Because of what my biological mother said, I subconsciously did not think I could raise a child and only knew what my parents taught me. My birth parents taught me to hate, fear, fight, yell, be afraid, and run away from problems. It turns out that I am nothing like my biological parents today.
According to the Bible, it writes,” Where God’s love is, there is no fear because God’s perfect love drives out fear.
1 John 4:18
In the past misbehaved because I was drinking alcohol at a young age and running away from group homes. The Bible says, “So we be sure when we say. I will not be afraid because the Lord is my helper. People can’t do anything to me.” Jesus Christ is the same yesterday, today, and forever.”
Hebrews 13:6-8
Even though I have committed many sins in my life, I hope that you can forgive me. I have had three abortions, which I think is a terrible sin that I did, but Pope Francis, our Pope today, told all Bishops and Priests that if a woman needs confession regarding her abortion, she will be forgiven.

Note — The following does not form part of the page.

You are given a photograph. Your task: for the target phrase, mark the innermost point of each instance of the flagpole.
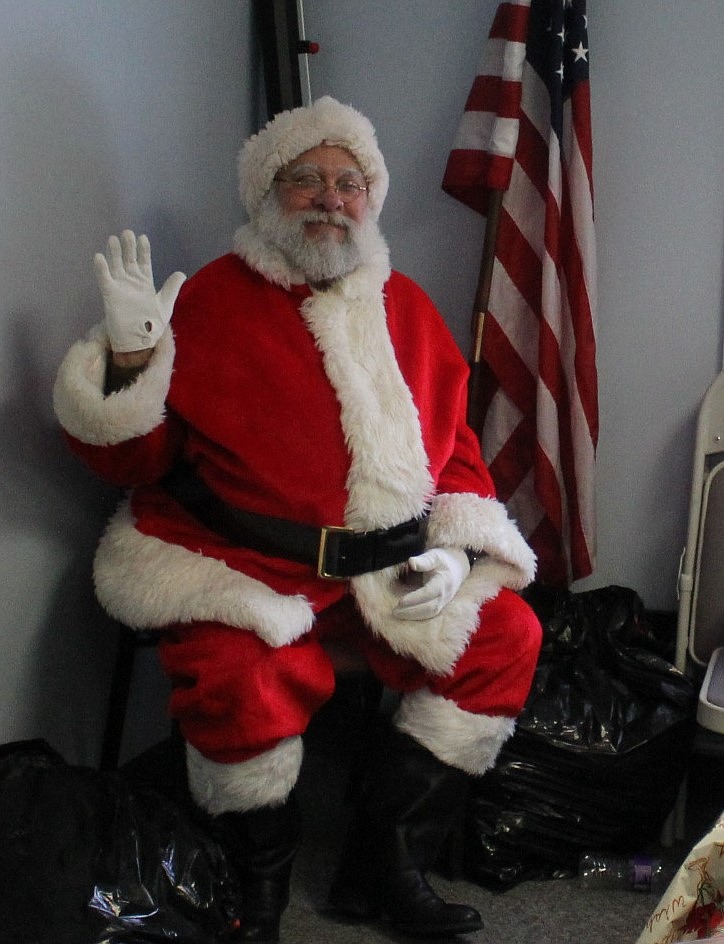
(476, 413)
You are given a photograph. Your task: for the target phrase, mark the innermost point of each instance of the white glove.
(443, 569)
(136, 316)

I am so sorry, Jesus. Deep down in my soul, I did not want to be like my mother, who was severely abusive toward me. The mental and physical abuse was torturous. That’s why I never had children. I feared I would be like my biological mother because she was pure evil. After all, that’s what I learned from her.
When I was with Burt, I was in college, and I got pregnant. This is one of my greatest regrets. Burt is a sweet, loving, caring, funny man. He was my first love. He would have been a great father, too, but I ran away from Burt because I was not used to someone loving me like Burt. Burt would do anything for me. We were deeply in love, but I ran off to Wheelock College to study Social Work in Boston. I was hoping Burt would wait for me, but his drinking became prevalent, and I was sohba for six years, and I could not live with an active alcoholic. God, please bless Burt.
I don’t live in fear as much as I used to. I live in love, peace, joy, goodness, kindness, and working on discipline. Please help me work on my fourth step today. Oh, I have a phone interview. Please, Jesus, find me the right family. Prayers for my family and friends. Love you, sweet Jesus.